Kein „Sind Sie sicher?“

Immer schon ein Ärgernis gewesen sind die „Sind Sie sicher?“-Rückfragen bei Aktionen, die möglicherweise gefährlich sind. Egal ob Telefon oder PC: Man will einen Kontakt, ein Bild, ein Lied löschen … was kommt wie das Amen im Gebet? „Sind Sie sicher?“ Genau. Und dann halt ein „OK“ oder „Abbrechen“. Das ist im Prinzip gut so, weil man sich ja auch mal irren kann. Meistens aber nervt es nur, weil man jede dieser Aktionen mit einem zweiten, meist überflüssigen Klick bestätigen muß.

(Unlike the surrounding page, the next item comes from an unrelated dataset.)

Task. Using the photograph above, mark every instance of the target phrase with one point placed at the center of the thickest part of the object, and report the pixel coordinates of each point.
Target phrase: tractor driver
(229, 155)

Positive Überraschung bei Jolla: Nix mehr zweiter, überflüssiger Klick. Was immer ich befehle, wird sofort und ohne Widerworte akzeptiert. Allerdings nicht sofort ausgeführt. In der Praxis sieht das so aus: Ich wähle im Kontextmenü eines Dokuments den Punkt „löschen“. Ab da schrumpft über dem Symbol für dieses Dokument ein feuerroter Balken zusammen: Wird gelöscht in 5 Sekunden; zum Abbrechen tippen. Normalerweise denk ich mir: „Eh, genau das wollte ich ja.“ Weil der rote Balken keine Aktion erfordert, kann ich weitermachen, als wäre nichts gewesen. Das Programm wechseln, ein neues Dokument erstellen, den Pizzamann anrufen, … egal. Ich muß nicht zum Ausdruck bringen, daß ich wirklich sicher bin. Jolla hat den Befehl verstanden und führt ihn aus. Falls ich mich aber doch verklickt haben sollte, falls ich das Dokument eigentlich versenden statt löschen wollte, klicke ich einfach auf den roten Balken und nichts ist passiert. Ganz einfache Idee, wunderbar umgesetzt. Ich liebe es.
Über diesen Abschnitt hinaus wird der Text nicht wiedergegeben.